More than half of those who bought a home in the past year (55%) regret taking out a mortgage when rates were high. Among homebuyers who don’t regret their decision, 50% say they needed to buy a house at the time, 29% say they don’t think their rate is that high, and 19% say they still feel that they can refinance to a lower rate in the future.

But there’s a considerable split between first-time homebuyers and repeat buyers. While 62% of first-time buyers regret acting when rates were high, just 39% of those who have bought a home before say the same.

Additionally, first-time homebuyers are more likely to feel “trapped” by their mortgage rate and/or monthly payment. Among all homebuyers, there’s a 50/50 split as to whether they feel trapped; but when broken down further, 56% of first-time buyers feel this way, compared with 36% of repeat buyers.

There’s also a correlation between previous homeownership and perceived stress. As a whole, most homebuyers (78%) are at least “somewhat” stressed that mortgage rates are expected to remain elevated for the rest of the year. First-time homebuyers are more likely to report feeling stressed than repeat buyers, at 81% versus 72%, respectively.

It makes sense that repeat buyers are less concerned about their mortgage rates than first-time buyers. Although most repeat buyers (54%) say their new mortgage rate is higher than the one on their old home, a quarter (26%) say their current rate is lower and 18% say their rates are about the same.

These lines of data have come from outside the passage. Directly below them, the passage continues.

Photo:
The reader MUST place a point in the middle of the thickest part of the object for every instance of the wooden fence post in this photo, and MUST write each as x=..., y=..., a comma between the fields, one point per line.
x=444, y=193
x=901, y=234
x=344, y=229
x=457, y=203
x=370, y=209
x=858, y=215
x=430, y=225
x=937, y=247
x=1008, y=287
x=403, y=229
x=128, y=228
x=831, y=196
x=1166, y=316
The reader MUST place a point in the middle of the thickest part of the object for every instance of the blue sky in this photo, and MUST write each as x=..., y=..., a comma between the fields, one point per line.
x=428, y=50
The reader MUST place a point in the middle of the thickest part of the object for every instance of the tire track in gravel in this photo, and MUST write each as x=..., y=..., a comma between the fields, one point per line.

From a historical perspective, 7% mortgage rates are fairly on par with what homebuyers have paid in the past, whereas the 3% rates seen during the COVID-19 pandemic were a relative anomaly.

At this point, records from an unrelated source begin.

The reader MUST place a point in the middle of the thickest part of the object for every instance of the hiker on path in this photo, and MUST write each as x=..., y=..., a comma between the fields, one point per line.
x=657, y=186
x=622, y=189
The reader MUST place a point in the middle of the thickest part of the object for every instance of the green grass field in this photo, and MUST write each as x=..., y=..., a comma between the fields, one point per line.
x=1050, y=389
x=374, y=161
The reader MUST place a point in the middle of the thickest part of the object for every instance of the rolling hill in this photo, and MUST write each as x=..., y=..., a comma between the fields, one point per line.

What Today’s Buyers Can Learn From These Findings

‘Buy Now, Refi Later’ Isn’t a Guarantee

While it’s true that homebuyers can always try to refinance down the line, it’s a challenge for even the most seasoned real estate economists to predict where mortgage rates are headed. Some homebuyers we surveyed have unrealistic expectations for how low mortgage rates will fall in the future and how long it’ll take to get there, which can spell trouble for the 50% of respondents who feel “trapped” by their current rate and/or monthly payment.

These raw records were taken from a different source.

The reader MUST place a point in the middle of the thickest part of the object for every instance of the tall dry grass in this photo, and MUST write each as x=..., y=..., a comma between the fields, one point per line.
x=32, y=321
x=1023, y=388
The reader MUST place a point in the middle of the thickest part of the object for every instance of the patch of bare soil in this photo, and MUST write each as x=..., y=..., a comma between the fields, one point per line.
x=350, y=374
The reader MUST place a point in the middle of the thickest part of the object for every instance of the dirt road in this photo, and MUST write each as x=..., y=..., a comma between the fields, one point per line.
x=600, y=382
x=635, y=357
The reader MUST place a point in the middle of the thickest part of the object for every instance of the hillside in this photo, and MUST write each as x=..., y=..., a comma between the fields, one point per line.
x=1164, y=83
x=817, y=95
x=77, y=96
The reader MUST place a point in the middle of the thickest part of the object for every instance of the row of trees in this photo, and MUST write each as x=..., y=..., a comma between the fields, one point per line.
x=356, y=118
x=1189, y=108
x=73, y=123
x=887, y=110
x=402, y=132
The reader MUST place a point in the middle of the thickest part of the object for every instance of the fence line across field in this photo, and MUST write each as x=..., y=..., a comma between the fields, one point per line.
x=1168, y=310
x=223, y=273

The possibility of refinancing to a lower rate in the future should be seen as a bonus, not a guarantee. If you buy a home at current mortgage rates, make sure you’re comfortable with the monthly payment without needing to refinance. Especially if you’re considering an adjustable-rate mortgage, be sure you can afford higher monthly payments in the long term in case you can’t refinance before the rate adjusts.

Don’t forget that you’ll have to pay closing costs when you refinance your mortgage. Do the math to find your break-even point – that is, the number of payments you’ll have to make in order for your interest savings to offset the cost of refinancing.

It Pays to Shop Around for a Lower Mortgage Rate

Nearly two-thirds of homebuyers (64%) say they shopped around with multiple mortgage lenders to seek a lower mortgage rate, and that can pay off. Freddie Mac research shows that when mortgage rates are higher, buyers can save more than $1,200 annually by getting at least four rate quotes. Here are a few rate-shopping tips:

Prioritize Finding a House That Makes You Happy

If you’ve heard that you can “buy now and refinance later,” you may have also heard the phrase “marry the house, date the rate.” Put simply, remember that buying a home is a long-term commitment. Don’t get tunnel vision trying to time the market. Your mortgage rate can influence your monthly payments (and even how much house you can afford), but it’s out of your control, and it’s not the reason why you’re buying a house.

Instead, focus on factors within your control, like finding somewhere you’ll be happy living for years to come. Over a third of survey respondents (35%) describe the home they bought as their “forever home.” But even for the 44% who say they bought a “starter home,” it’s still a home where life is lived – until it’s possible to sell or upgrade.